店長さん、非常事態なんです、すみません。と心の中で謝りながら、機関銃の銃床を振り落とした。
さすが重い鉄製のものだけあって、簡単にバキッ、と音がして木が割れる。力を入れて何度か機関銃を振り下ろしていくとバキッバキッバキッとそのたびに木が割れ、剥がれ、壊れていく。
八割がた壊れたところで、ヨハクは機関銃をそっと地面に置き、壊れた箱の蓋をどけていく。アイテムボックスを壊してしまった罪悪感もあったが、何が入っているんだろうというワクワク感のほうが強かったが、普段のヨハクならそんなことは思わなかっただろうが、この時は特に気にしなかった。
どこけてみると、箱の大きさの割には2箱しか入っていなかった。
「何よ、全然入ってないじゃない!」とアイリスががっかりというように両手を広げて見せた。ヨハクもアイリスと同意見だったが、愚痴っていてもしょうがない。箱を取り出し見てみることにした。
一つ目は、取っ手付きの黒い樹脂製ケースに黄色のパッケージが巻かれている。パッケージにはWH製mini UZIと書かれていた。開けてみると、凹凸のついた緩衝剤の上に、サブマシンガンが1丁、ほかにもマガジンやら棒やら備品が入っていた。
2つ目の箱は、先ほどケースタイプとは違いプラモデルでも入っていそうな紙製の箱だった。箱には、デカデカとシルバーに輝く映画やアニメでもよく見るマグナム銃の写真が乗り、TOKYO ZEROI製 COLT PYTHON 357MAGと書かれていた。開けてみると写真と同じマグナム銃が発泡スチロールを同形にくり抜いて作られた緩衝剤の上に乗り、六発の薬莢と備品が入っていた。
さて、使うためには、弾入れとガスの注入をしなければならないだろう。アイリスがカウンター裏をあさり、ガスボンベもBB弾も見つけておいてくれたので入れるだけだ。ただヨハクはミリオがやっているところを見てことはあってもやったことはなかった。
うーん、取説見るか。いや、考えて見ればミリオに聞けばいいんだ。
よし、そうしたら……チラリと横を見ると、アイリスが何処からか持ってきた茶色のリュックサックにBB弾やガスボンベを乱暴に詰めていた。
あとで入れ直そう、ヨハクはそう思いつつ、アイリスにさっきの件をお願いしてみることにした。
「あの、アイリス」
「なにぃ、ヨハク」
綺麗な金色の瞳がこちらを向く、緊張して「うっ、」と言葉に詰まってしまうと、
「もぅ~なんだっていうのよ」
とアイリスがせっついてくる。機嫌は良くも悪くもなさそうだ。ヨハクは意を決しった。
「あ、あ、アイリシュ、写真撮ってもいいかな?」
が、噛んだ。顔に熱を帯びていくのが分かる。一方のアイリスは特に感情の変化は見られず、可愛らしく首を傾げた。
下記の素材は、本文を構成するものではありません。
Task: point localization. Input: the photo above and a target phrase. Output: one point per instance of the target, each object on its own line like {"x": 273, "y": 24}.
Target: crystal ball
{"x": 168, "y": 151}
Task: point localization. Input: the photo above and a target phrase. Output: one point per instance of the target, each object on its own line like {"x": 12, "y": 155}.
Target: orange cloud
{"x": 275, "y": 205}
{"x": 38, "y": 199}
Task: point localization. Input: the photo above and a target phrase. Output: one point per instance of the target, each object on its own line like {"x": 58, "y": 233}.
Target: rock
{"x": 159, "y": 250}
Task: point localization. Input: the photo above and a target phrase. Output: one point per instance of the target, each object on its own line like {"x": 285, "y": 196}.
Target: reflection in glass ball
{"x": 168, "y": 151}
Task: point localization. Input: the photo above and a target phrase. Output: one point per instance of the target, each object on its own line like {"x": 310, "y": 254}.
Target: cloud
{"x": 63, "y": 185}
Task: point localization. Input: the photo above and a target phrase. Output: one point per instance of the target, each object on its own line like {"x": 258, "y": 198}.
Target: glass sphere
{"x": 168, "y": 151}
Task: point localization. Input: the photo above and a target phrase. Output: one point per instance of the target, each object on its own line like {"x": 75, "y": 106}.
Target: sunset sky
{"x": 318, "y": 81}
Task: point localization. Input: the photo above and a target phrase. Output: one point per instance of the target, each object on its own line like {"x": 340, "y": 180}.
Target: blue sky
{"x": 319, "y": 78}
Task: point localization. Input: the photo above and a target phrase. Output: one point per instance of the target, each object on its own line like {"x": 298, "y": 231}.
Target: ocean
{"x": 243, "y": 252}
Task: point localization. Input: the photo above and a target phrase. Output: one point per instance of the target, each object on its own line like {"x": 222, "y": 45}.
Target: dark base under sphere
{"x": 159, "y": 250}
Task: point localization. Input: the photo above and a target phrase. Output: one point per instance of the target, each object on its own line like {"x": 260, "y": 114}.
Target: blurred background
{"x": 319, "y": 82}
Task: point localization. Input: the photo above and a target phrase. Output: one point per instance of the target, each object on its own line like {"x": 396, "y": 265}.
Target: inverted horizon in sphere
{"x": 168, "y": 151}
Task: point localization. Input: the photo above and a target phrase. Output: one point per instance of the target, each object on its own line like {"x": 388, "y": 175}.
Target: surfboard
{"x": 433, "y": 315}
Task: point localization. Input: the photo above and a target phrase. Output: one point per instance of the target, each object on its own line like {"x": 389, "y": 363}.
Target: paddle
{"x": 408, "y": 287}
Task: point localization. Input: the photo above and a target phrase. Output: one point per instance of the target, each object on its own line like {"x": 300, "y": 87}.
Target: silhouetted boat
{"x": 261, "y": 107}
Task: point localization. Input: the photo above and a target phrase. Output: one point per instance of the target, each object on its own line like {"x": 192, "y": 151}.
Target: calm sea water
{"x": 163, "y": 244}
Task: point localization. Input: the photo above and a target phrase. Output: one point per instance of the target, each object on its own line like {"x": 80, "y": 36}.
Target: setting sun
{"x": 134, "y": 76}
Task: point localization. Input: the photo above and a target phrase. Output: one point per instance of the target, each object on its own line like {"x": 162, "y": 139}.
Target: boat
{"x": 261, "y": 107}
「よく分からないのだけど、それはヨハクのためになるの?」
「なります、とてもなります」
そう、とだけ呟いてアイリスは立ち上がった。
「なら、早くして。やることいっぱいあるんだから、何をすればいいの?」
「えっと、そこに立っててもらえればいいです」
アイリスが殊の外、素直に応じてくれたので気が変わらないうちに撮ることにした。
ヨハクは、スマホの撮影機能を呼び出し、一枚パシャりと撮る。
確認してみると、コンテナの中に、ただ無表情に立っている。それだけの写真。そのはずなのに、さびたコンテナの中、壊れた木箱を傍らに、地には機関銃が横たわり、ベルトから外れた薬莢が散らばっている。そんな荒廃的な背景にアイリスが立っていると、まさしく荒野に咲く一輪の花のようだ。
濃い紫の髪色は、グラデーションとなっており、肩先でカールした毛先に行くにつれ藍色に変わっている。
それにアクセントを加えるように前髪はまばゆい金髪、その奥から覗くのは前髪と同じ金色の瞳が強い意志を感じさせるように光っている。
若草色のワンピースと相まって茎と見違えるように細く流線的な体。ワンピースから伸びる手足も細く触れば折れてしまいそうな程に感じた。
「もういいのかしら?」
「ああ、ありがとう。これで大丈夫」
「なら良かったわ」と、クスッと小さく笑いながら、アイリスはがさつにいれたリュックの中身を今度は押し込みながら、無理やり詰め込み始めた。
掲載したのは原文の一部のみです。